Oleh : M Rizal Fadillah
Pemerhati Politik dan Kebangsaan
KONDISI negara ini parah sehingga dalam Pemilu Presiden 2024 partai politik dipaksa untuk berkoalisi demi memenuhi syarat 20 % Threshold. Konfigurasi berjalan unik dan alot. Ada mekanisme saling ancam, saling sandera dan mungkin saling bantai. Demi pencapaian tujuan. Menang dengan segala cara.
Masalah utama yang dihadapi dalam dukungan pada Anies Baswedan oleh ketiga partai politik di atas adalah pertama, apakah Anies Baswedan sendiri akan lolos atau sukses melewati hambatan dan ganjalan serius yang dimainkan rezim Jokowi? Kedua, andai lolos maka mampukan Anies Baswedan dan pendukungnya mengantisipasi kecurangan yang dilakukan oleh lawan politik yang didukung rezim?

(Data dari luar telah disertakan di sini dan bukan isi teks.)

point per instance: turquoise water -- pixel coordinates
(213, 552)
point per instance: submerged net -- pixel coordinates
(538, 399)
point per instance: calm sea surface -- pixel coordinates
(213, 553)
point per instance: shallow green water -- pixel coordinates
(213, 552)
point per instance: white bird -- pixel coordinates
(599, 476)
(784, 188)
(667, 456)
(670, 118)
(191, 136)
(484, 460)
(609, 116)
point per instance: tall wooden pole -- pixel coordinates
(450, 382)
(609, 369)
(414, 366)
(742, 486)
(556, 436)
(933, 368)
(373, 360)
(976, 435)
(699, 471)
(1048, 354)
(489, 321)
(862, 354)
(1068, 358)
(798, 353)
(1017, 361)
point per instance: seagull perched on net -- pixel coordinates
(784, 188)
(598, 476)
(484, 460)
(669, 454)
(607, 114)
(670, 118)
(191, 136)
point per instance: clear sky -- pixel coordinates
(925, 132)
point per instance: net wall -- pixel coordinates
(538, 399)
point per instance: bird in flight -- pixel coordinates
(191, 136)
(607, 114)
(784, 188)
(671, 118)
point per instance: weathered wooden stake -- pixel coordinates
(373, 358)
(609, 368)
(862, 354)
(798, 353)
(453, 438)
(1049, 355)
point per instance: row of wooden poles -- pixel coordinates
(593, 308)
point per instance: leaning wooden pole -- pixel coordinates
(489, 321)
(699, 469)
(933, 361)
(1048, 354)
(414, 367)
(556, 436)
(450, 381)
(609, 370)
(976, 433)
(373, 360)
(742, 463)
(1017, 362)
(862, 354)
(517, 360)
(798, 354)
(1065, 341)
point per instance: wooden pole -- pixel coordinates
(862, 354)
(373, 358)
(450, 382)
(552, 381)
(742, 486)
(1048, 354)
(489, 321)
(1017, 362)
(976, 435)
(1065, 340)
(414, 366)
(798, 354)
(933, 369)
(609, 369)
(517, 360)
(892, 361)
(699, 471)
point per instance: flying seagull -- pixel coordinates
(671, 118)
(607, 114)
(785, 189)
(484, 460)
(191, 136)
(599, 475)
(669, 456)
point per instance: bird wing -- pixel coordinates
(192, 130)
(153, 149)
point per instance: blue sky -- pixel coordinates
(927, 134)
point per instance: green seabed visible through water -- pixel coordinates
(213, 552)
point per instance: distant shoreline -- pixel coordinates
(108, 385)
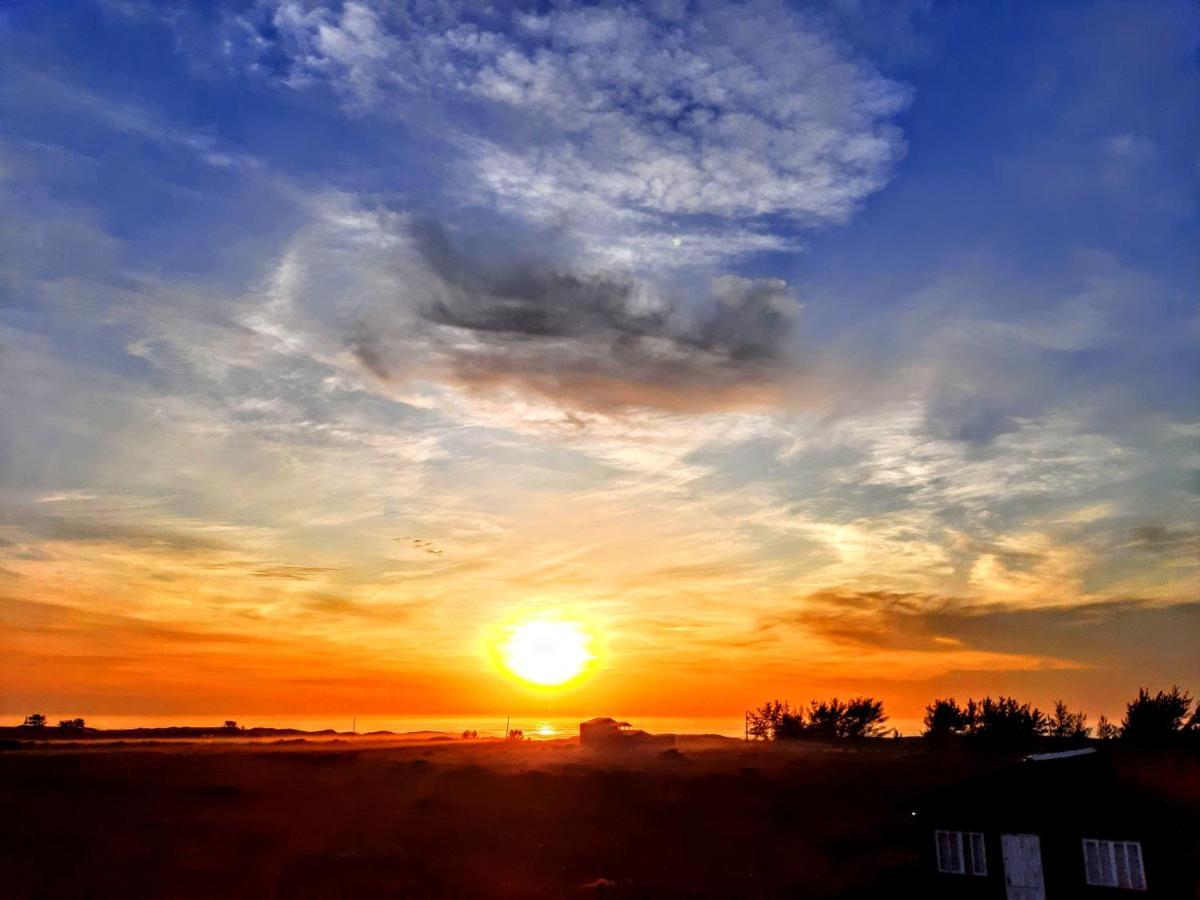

Perjuangan berat mendukung figur untuk menang melawan “negara”. Dan untuk dapat memenangkan pertarungan itu harus terbentuk kekuatan “rakyat” sebagai lawan dari “negara”. Anies Baswedan harus mampu menjadi pemimpin rakyat jika ingin menang dalam arti berjuang merebut kekuasaan- “kampf um die macht”.
Partai Nasdem, Partai Demokrat dan Partai Keadilan Sejahtera tentu berupaya untuk solid dalam memperjuangkan Anies Baswedan menjadi Presiden. Apapun yang dilakukan oleh rezim Jokowi untuk menjegal harus dilawan dengan sekuat tenaga. Meyakini bahwa mayoritas rakyat sudah jenuh bahkan muak dengan pemerintahan Jokowi yang telah menghianati demokrasi dan nilai-nilai luhur bangsa. Merampok brutal isi kekayaan negara.
Ketiga partai politik dituntut menjadi “pemimpin” perubahan melalui jalur politik formal. Pemilu adalah ajang untuk merebut kekuasaan. Tentu dalam kompetisi yang berjalan fair atau normal.
Persoalannya adalah ketika kini yang nampak justru mengarah pada proses politik yang tidak normal. Ada penggalangan kekuatan negara untuk menggagalkan misi ketiga partai politik tersebut.
Untuk hal ini maka dibutuhkan strategi berkualifikasi “out of the box”. Rezim Jokowi yang menguasai pemerintahan bersikap politik tidak ubahnya sebagai penjajah. Menjadikan segala perlawanan atau sikap kritis sebagai pemberontakan. Oposisi dianggap musuh. Ini tentu sikap politik berbahaya. Nah, strategi “out of the box” merupakan perlawanan yang seimbang untuk dapat bertarung kokoh dan mengalahkan.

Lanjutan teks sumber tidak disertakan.